L’examen des conditions pour octroyer la dérogation doit se faire en deux étapes. Le Conseil d’Etat, dans sa décision du 28 décembre 2022 (n°449658), précise que « pour apprécier si le projet ne nuit pas au maintien, dans un état de conservation favorable, des populations des espèces concernées dans leur aire de répartition naturelle, il appartient à l’autorité administrative, sous le contrôle du juge, de déterminer, dans un premier temps, l’état de conservation des populations des espèces concernées et, dans un deuxième temps, les impacts géographiques et démographiques que les dérogations envisagées sont susceptibles de produire sur celui-ci ».
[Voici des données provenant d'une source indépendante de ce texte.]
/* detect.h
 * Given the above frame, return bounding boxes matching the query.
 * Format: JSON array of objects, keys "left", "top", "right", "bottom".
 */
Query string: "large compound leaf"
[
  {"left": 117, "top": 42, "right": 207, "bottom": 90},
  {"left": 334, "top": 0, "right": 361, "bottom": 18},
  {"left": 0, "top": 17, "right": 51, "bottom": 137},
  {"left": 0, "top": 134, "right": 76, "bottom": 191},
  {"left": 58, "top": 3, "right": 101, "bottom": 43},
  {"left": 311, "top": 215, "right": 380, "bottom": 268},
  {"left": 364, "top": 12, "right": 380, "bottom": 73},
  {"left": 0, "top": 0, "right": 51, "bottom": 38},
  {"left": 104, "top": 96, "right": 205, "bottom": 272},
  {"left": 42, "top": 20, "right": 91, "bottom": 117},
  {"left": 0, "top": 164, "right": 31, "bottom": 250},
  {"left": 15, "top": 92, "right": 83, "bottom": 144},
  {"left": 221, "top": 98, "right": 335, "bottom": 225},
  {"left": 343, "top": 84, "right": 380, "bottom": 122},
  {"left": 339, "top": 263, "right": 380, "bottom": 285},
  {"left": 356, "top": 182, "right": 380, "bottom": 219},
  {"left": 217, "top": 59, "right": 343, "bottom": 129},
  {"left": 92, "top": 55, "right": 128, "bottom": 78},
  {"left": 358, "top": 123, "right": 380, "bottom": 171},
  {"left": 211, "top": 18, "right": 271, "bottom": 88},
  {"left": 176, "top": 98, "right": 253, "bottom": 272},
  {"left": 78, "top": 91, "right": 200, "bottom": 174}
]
Ces décisions de la juridiction administrative peuvent être rapprochées de celle de la Cour de cassation qui souligne que l’exigence d’une dérogation s’applique, alors même que l’atteinte concerne une espèce dont l’état de conservation s’améliore (Cass. civ. 3ème, 30 novembre 2022, n°21-16.404). En l’occurrence, la Cour précisait que « la cour d’appel, qui n’a pas substitué son appréciation à celle de l’administration quant aux prescriptions assortissant les autorisations de poursuite d’exploitation délivrées en 2014 au titre de la police spéciale des installations classées applicable aux éoliennes, a retenu à bon droit que ne constituait pas une atteinte au principe de séparation des autorités administratives et judiciaires, ni une immixtion du juge judiciaire dans l’exercice des pouvoirs reconnus à l’autorité administrative le fait, pour le juge judiciaire, saisi, sur le fondement de l’article 1240 du Code civil, d’une action en responsabilité fondée sur la destruction d’une espèce sauvage protégée, de constater la violation des dispositions de l’article L. 411-2, 1°, du code de l’environnement sans justification, par les contrevenants, d’une dérogation accordée par l’autorité administrative ».